Disorganized thinking, it may appear disorganized outwardly to people, because someone who's schizoaffective is dealing with the outer world and the inner world and has no idea that they are separate, until they're told they're having delusions and seek treatment and all that. Or, are force into treatment, which is most likely the situation, unless the mood disorder causes them to seek help, and then the schizo traits are found and they are diagnosed as schizoaffective. Odd or unusual behaviour, slow movements or total immobility. When you are living in an imaginary world, it can be expected to move slowly or to just be immobile, because you are dealing with the hallucination and it may present itself in a way in which you feel being immobile is the best way [03:48] ____ it gets. Lack of emotion in facial expression, and speech. This is common with a lot of things; schizoid, Asperger's, schizoaffective, sometimes in depression.
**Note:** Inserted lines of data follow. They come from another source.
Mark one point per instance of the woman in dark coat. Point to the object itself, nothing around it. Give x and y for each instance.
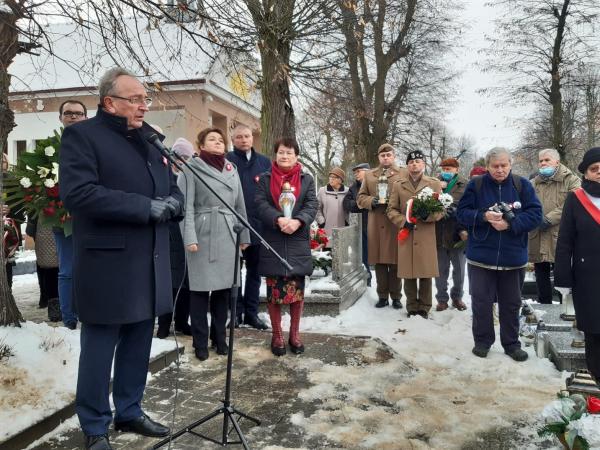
(578, 255)
(289, 236)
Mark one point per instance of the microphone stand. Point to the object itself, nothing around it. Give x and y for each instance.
(228, 411)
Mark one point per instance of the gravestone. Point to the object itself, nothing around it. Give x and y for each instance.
(347, 280)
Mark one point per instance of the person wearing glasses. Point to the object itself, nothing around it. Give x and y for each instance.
(331, 213)
(122, 195)
(69, 112)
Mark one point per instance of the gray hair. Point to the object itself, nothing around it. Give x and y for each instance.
(496, 152)
(106, 84)
(552, 153)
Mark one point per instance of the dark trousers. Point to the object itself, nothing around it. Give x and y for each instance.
(365, 249)
(132, 355)
(48, 280)
(388, 283)
(457, 258)
(486, 287)
(592, 354)
(542, 281)
(248, 302)
(182, 310)
(9, 267)
(418, 294)
(219, 303)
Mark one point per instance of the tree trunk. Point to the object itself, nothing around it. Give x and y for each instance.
(9, 313)
(274, 23)
(555, 87)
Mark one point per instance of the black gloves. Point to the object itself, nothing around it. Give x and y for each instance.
(545, 225)
(174, 206)
(160, 211)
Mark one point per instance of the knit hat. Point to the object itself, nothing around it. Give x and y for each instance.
(591, 156)
(417, 154)
(477, 170)
(450, 162)
(385, 148)
(337, 172)
(361, 166)
(183, 147)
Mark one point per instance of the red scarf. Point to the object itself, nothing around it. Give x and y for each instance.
(278, 177)
(216, 161)
(588, 205)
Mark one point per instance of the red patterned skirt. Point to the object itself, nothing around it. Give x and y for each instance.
(285, 290)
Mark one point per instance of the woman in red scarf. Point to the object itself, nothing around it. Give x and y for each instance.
(578, 256)
(289, 236)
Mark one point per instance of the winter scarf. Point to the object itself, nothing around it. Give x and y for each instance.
(216, 161)
(278, 177)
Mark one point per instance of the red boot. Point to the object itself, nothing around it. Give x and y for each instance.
(277, 345)
(296, 345)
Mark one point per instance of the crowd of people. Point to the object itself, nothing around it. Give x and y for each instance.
(143, 244)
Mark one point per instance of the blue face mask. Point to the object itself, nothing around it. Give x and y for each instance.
(547, 171)
(447, 176)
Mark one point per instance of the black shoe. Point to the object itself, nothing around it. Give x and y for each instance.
(143, 425)
(396, 303)
(99, 442)
(518, 354)
(278, 351)
(480, 351)
(162, 332)
(184, 329)
(222, 349)
(382, 303)
(201, 353)
(255, 322)
(296, 349)
(71, 325)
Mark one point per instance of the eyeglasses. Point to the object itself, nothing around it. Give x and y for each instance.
(135, 100)
(74, 113)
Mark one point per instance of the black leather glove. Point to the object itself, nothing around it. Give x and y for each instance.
(159, 211)
(545, 225)
(174, 206)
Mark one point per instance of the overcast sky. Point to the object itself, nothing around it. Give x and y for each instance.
(488, 122)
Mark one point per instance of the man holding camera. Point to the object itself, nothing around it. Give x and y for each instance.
(499, 209)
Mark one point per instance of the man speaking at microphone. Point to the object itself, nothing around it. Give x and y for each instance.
(121, 194)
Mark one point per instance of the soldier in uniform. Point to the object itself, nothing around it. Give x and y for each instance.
(383, 250)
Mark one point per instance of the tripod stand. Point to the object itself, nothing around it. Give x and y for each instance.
(228, 411)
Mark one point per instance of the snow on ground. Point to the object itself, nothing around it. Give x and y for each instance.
(449, 397)
(41, 376)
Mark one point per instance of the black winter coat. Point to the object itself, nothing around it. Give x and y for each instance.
(249, 172)
(121, 267)
(295, 248)
(577, 261)
(349, 204)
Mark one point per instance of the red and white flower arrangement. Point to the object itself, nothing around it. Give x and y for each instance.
(426, 202)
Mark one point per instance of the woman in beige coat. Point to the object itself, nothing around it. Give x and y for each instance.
(417, 255)
(552, 185)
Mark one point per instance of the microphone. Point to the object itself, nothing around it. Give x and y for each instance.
(154, 140)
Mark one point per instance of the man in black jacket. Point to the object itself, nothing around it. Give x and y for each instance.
(250, 165)
(349, 204)
(121, 194)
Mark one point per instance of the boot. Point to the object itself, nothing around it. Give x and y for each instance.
(277, 345)
(295, 342)
(54, 314)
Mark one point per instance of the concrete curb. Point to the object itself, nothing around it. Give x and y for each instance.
(45, 426)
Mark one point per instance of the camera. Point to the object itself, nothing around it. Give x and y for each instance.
(506, 210)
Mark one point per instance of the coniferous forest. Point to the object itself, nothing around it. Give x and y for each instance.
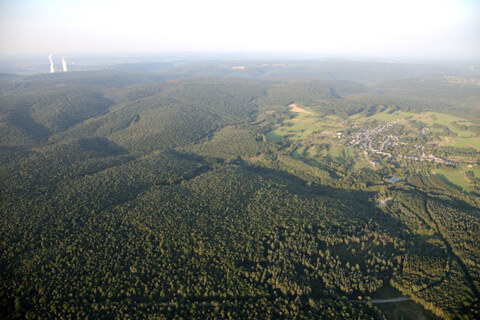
(267, 191)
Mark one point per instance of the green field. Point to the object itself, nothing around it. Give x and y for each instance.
(455, 177)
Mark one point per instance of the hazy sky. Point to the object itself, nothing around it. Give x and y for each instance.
(423, 28)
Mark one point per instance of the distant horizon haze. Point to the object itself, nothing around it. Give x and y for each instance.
(433, 30)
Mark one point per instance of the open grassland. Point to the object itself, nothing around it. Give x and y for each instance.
(457, 178)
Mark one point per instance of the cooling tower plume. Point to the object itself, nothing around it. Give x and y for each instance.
(52, 70)
(64, 64)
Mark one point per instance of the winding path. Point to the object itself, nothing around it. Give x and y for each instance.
(376, 301)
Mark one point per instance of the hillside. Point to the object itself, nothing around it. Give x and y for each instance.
(202, 192)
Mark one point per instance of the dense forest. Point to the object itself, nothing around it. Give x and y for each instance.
(163, 195)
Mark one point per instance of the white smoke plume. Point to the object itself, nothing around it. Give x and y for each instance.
(64, 64)
(52, 70)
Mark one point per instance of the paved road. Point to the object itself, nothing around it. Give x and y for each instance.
(374, 301)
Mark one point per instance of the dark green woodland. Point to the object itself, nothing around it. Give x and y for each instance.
(199, 192)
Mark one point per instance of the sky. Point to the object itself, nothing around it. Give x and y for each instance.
(437, 29)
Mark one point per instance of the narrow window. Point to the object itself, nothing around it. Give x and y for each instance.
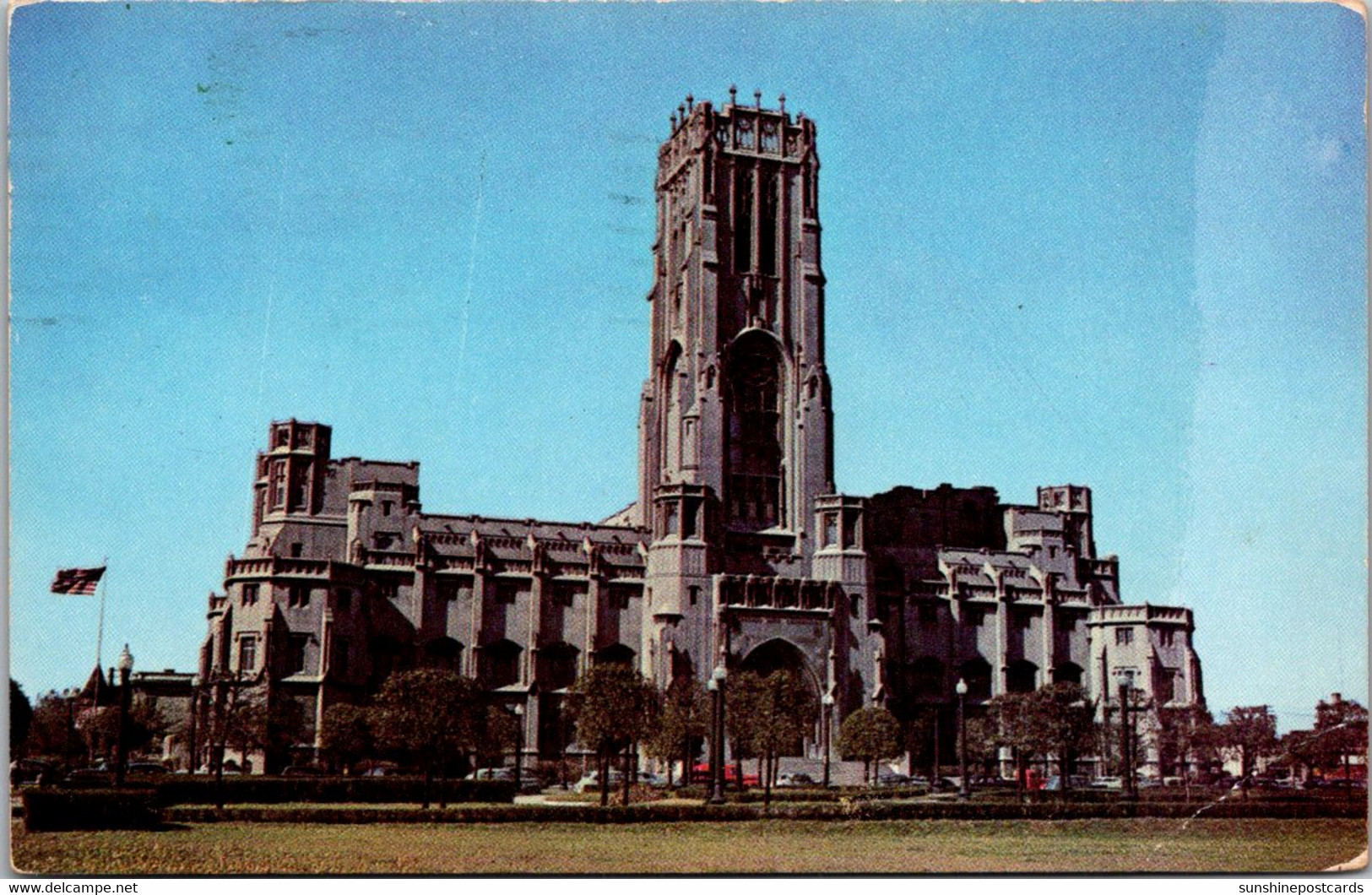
(247, 654)
(296, 656)
(278, 485)
(744, 221)
(340, 655)
(767, 225)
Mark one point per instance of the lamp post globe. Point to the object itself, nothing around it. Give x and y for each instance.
(717, 740)
(121, 758)
(1124, 677)
(965, 784)
(827, 721)
(519, 747)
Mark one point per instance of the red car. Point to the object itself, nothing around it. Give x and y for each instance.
(702, 774)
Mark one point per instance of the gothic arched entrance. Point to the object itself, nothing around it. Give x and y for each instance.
(781, 655)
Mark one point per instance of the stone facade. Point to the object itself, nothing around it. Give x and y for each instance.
(739, 550)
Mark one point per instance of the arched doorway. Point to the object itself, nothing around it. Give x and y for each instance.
(779, 655)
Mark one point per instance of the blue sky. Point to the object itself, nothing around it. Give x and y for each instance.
(1115, 245)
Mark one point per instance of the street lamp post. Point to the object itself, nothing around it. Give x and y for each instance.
(963, 783)
(193, 722)
(120, 744)
(717, 744)
(827, 730)
(519, 746)
(1125, 678)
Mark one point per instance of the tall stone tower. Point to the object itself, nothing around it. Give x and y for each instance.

This might be due to the depressed side of the bipolar, or the depressed type schizoaffective, or it may be due to the fact that a lot of people with schizophrenia have no facial expression, not often. Poor motivation, that could stem from the fact that once again, you're dealing with two worlds and probably every time you try to get something going it goes wrong because, you perceive it as something that it is not, or that's just me. And then, you don't know why it went wrong, and that's because your delusion or hallucinations, or whatever, and plus the mood disorder are interfering with the motivation.
Problems of speech and communication, well, it might be hard to communicate while you're having a delusion or you are hallucinating, it might be hard to speak when... Or to actually communicate when you're delusional, because if your delusion is one of grandiosity, then you're going to be a jerk to deal with. So, obviously that wouldn't bode well with most people.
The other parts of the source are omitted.